Parol Evidence may be used to resolve ambiguities in a contract. Lowden Inv. Co. v. Gen. Elec. Credit Co., 103 Nev. 374, 741 P.2d 806 (1987). It may also be used when the contract is silent as to the matter addressed in the parol evidence. Golden Press v. Pac. Freeport Warehouse, 97 Nev. 163, 625 P.2d 578 (1981).
Parol evidence of fraud does not contradict or vary the terms of a written agreement; instead, it illustrates that a binding contract never existed. See Sierra Diesel Injection Serv. v. Burroughs Corp., Inc., 651 F.Supp. 1371, 1377 (D. Nev. 1987).

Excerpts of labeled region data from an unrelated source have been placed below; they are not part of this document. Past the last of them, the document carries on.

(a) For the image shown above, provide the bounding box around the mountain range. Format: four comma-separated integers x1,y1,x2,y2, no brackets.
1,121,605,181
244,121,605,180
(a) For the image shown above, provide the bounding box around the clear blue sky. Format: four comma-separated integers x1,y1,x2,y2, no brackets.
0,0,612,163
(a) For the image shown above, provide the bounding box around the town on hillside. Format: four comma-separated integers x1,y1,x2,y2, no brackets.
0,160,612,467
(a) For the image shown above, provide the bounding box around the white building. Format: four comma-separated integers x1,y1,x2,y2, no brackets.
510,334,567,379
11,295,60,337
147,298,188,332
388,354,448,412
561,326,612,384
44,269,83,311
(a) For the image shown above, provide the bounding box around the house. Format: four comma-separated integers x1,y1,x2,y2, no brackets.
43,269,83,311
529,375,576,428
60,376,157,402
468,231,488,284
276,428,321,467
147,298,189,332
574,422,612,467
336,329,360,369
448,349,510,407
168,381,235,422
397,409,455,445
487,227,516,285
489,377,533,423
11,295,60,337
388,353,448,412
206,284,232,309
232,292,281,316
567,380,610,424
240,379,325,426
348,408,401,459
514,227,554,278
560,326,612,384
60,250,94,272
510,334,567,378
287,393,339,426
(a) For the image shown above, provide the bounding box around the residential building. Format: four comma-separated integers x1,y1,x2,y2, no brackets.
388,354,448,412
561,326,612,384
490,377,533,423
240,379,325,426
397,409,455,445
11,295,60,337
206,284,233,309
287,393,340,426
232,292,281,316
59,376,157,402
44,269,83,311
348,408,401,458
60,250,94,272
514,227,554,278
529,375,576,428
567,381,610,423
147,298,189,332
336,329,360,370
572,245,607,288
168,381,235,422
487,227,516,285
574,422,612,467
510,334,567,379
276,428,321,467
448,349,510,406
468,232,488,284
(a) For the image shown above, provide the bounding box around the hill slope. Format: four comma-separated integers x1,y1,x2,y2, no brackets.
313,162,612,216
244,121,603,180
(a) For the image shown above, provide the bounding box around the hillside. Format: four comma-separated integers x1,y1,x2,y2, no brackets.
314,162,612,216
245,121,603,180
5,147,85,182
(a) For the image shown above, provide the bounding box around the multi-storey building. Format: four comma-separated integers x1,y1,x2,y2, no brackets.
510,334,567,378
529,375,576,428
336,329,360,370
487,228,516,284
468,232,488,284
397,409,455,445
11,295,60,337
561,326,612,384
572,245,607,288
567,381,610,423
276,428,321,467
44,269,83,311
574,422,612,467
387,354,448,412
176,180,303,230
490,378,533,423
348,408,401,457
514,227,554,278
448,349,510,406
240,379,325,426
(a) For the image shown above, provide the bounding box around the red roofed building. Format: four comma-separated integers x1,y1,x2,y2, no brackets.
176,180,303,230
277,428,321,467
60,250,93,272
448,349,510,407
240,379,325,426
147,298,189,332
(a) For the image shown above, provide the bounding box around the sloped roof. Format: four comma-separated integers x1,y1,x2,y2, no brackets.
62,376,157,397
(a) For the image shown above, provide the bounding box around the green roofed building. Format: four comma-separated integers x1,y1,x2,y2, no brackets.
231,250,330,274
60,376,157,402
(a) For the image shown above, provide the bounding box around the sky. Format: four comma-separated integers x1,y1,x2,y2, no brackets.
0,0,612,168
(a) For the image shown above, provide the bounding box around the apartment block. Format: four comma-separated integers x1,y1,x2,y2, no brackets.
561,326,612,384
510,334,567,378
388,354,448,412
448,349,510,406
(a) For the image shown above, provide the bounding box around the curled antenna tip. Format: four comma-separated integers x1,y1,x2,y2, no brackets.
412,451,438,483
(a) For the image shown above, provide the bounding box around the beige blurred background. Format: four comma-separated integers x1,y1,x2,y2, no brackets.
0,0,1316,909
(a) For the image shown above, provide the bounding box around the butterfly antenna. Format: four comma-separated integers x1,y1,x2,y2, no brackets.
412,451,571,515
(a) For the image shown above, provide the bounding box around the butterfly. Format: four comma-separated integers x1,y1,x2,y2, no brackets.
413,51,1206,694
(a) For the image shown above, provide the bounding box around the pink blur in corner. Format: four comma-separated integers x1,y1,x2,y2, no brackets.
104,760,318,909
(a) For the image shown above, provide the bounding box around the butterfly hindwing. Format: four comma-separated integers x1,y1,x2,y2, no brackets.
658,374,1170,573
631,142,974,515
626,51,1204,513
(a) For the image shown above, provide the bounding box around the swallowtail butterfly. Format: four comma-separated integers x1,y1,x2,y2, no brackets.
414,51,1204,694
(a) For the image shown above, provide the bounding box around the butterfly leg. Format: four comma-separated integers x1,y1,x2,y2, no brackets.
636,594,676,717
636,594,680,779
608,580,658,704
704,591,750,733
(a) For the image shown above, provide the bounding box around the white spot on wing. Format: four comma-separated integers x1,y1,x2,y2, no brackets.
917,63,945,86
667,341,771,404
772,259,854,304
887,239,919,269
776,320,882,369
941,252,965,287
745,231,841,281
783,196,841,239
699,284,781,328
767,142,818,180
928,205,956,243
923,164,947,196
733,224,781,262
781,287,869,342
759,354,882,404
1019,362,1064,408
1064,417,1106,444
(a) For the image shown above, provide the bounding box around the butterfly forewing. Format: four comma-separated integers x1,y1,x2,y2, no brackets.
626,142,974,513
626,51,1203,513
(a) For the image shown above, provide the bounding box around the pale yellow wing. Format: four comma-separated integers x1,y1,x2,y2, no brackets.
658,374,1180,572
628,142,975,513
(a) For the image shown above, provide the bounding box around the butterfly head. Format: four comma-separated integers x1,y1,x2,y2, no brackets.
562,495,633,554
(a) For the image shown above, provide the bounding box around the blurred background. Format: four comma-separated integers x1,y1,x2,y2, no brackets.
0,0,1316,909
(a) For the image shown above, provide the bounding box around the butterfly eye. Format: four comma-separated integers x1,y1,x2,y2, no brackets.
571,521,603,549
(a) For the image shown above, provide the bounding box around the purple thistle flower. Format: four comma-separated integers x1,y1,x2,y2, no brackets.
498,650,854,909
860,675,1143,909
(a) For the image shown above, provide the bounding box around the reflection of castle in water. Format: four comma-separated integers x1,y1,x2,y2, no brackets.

Nevada law requires that the individual alleging fraud prove it with the “strongest, clearest, and most convincing evidence” before parol evidence is admitted to contradict the existence of a valid contract. Tallman v. First Nat. Bank of Nevada, 66 Nev. 248, 260, 208 P.2d 302 (1949).
In Tallman, the Nevada Supreme Court stated:
Our conception of the rule, which permits parol evidence of fraud to establish the invalidity of the instrument, is that it must tend to establish some independent fact or representation, some fraud in the procurement of the instrument, or some breach of confidence concerning its use other than a promise directly at variance with the promise of the writing.
Id. at 259 (emphasis added). Courts only admit parol evidence of fraud that does not directly contradict the written contract.